Relentless, black on white, the cable runs
through metal arches up the mountain side.
At intervals giant pickaxes are hung
On long hydraulic springs. The skiers ride
propped by the axehead, twin automatons
supported by its handle, one each side.

In twos they move slow motion up the steep
incision in the mountain. Climb. Climb.
Somnambulists, bolt upright in their sleep
their phantom poles swung lazily behind,
while to the right, the empty T-bars keep
in mute descent, slow monstrous jigging time.
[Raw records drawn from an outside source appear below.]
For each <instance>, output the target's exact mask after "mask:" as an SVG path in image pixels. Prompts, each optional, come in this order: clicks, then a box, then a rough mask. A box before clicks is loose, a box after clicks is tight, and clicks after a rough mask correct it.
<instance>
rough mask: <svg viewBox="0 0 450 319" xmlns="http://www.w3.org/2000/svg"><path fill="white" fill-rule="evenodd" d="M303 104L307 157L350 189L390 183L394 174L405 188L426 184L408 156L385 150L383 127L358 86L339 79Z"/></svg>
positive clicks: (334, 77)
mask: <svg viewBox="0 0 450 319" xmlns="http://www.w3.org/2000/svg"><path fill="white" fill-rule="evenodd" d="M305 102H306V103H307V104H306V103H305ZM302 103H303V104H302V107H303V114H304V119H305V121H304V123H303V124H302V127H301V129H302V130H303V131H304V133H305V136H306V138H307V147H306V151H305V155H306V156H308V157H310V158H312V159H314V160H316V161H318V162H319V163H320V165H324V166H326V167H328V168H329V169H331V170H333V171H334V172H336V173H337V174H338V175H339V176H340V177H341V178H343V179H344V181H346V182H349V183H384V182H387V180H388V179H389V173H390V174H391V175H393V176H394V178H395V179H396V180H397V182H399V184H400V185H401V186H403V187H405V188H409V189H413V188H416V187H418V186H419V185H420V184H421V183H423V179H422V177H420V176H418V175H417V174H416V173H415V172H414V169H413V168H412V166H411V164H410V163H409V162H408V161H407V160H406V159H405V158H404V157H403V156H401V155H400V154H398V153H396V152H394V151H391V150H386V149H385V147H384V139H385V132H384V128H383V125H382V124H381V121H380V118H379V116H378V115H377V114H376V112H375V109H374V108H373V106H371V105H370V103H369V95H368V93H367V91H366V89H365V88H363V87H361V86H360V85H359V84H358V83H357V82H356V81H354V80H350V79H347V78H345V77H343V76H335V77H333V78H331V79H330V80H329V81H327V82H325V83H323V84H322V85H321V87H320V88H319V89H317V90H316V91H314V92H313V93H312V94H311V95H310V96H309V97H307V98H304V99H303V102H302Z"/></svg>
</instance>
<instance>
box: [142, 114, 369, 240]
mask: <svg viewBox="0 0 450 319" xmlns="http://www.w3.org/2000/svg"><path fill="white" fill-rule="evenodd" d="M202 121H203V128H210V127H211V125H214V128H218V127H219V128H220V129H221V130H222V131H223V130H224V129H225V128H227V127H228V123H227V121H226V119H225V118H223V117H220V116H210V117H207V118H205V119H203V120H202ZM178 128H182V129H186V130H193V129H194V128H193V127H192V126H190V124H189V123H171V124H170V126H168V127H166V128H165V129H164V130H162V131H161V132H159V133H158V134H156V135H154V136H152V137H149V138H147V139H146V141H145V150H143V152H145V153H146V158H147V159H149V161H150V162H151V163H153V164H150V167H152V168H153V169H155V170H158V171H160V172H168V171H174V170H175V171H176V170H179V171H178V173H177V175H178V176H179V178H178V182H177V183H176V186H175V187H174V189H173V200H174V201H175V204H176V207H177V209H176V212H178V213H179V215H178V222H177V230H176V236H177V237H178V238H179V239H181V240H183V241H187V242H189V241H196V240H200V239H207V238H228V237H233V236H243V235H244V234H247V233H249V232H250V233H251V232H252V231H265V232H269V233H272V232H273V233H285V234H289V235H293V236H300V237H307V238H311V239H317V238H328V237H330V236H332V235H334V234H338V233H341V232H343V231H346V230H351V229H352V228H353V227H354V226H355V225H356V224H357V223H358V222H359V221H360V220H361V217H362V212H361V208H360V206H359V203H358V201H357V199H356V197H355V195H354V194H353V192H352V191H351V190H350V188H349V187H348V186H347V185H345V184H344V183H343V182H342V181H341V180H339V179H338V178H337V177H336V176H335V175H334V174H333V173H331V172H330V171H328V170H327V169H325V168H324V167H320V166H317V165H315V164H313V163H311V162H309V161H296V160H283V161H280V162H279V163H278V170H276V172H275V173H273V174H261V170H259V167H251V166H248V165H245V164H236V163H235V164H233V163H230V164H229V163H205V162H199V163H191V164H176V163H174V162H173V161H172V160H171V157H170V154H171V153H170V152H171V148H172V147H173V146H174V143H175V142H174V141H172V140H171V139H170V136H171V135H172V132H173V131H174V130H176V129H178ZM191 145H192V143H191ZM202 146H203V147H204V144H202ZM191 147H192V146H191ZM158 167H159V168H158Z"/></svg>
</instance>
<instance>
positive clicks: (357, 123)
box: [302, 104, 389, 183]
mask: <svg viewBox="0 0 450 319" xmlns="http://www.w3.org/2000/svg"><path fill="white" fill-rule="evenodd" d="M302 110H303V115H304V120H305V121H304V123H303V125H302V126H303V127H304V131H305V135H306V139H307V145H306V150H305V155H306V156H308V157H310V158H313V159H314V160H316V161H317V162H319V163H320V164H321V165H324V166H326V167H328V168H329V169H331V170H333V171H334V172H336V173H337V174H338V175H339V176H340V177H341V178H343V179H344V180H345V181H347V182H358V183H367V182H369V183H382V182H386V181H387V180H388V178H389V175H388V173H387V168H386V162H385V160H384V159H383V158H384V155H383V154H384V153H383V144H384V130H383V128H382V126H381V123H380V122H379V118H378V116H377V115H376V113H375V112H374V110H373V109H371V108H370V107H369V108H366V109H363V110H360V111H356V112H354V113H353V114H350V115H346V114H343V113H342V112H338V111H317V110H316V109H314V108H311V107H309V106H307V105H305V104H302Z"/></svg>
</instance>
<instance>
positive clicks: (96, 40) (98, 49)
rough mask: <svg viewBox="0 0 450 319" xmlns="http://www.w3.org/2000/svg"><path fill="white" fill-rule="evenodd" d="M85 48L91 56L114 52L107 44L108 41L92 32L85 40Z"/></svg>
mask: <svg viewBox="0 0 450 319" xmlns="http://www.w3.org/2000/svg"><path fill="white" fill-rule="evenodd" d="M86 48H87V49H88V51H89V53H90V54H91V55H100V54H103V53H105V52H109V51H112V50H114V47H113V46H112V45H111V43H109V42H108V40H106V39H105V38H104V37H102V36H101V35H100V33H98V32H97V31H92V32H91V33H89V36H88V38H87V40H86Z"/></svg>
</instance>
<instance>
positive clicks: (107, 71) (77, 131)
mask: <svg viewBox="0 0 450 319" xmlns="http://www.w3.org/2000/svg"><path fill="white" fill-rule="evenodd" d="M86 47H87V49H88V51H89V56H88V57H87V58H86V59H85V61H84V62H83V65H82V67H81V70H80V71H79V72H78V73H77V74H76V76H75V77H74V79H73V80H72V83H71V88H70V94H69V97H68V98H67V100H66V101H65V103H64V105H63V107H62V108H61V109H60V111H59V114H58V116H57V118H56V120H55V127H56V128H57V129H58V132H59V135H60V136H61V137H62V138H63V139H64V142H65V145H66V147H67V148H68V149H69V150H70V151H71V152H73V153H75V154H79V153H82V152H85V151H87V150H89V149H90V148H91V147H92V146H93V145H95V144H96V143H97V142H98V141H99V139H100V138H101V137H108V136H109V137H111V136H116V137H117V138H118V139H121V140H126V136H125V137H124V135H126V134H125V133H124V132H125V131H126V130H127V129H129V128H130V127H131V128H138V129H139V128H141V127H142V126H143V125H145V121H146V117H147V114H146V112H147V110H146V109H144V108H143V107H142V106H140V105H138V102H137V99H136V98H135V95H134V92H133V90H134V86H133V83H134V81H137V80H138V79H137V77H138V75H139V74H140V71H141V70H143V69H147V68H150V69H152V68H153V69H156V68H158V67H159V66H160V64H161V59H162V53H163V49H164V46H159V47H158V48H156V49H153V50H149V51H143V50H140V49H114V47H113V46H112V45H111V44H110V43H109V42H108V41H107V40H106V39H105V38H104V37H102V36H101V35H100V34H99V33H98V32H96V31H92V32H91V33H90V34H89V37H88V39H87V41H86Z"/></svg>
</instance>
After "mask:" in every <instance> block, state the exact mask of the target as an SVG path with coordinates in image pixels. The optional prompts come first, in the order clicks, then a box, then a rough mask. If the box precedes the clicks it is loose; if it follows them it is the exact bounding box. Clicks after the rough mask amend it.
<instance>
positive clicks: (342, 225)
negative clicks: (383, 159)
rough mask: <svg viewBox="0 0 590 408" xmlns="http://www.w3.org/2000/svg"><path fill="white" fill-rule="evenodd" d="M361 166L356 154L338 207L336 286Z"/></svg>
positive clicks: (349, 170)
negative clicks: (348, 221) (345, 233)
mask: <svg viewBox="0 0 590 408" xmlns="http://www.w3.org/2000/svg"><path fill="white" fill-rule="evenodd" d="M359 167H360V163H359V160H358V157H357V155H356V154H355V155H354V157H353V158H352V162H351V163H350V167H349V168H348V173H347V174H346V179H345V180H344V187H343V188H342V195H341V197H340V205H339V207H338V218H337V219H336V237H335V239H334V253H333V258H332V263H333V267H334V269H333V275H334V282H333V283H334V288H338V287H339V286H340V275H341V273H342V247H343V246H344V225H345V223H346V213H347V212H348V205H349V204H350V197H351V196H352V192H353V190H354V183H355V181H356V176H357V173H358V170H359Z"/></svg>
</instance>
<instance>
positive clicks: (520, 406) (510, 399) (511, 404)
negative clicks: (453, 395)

Captive the skiers now and innocent,
wards of eternity, each pair alone.
They mount the easy vertical ascent,
P through successive arches, bride and groom,
As through successive naves, are newly wed
participants in some recurring dream.

So do they move forever. Clocks are broken.
In zones of silence they grow tall and slow,
inanimate dreamers, mild and gentle-spoken
blood brothers of the haemophilic snow
until the summit breaks and they awaken
imagos from the stricture of the tow.

Jerked from her chrysalis the sleeping bride
suffers too sudden freedom like a pain.
The dreaming bridegroom severed from her side
singles her out, the old wound aches again.
Uncertain, lost, upon a wintry height
these two, not separate, but no longer one.

Now clocks begin to peck and sing. The slow
extended minute like a rubber band
contracts to catapult them through the snow
in tandem trajectory while behind
etching the sky-line, obdurate and slow
the spastic T-bars pivot and descent.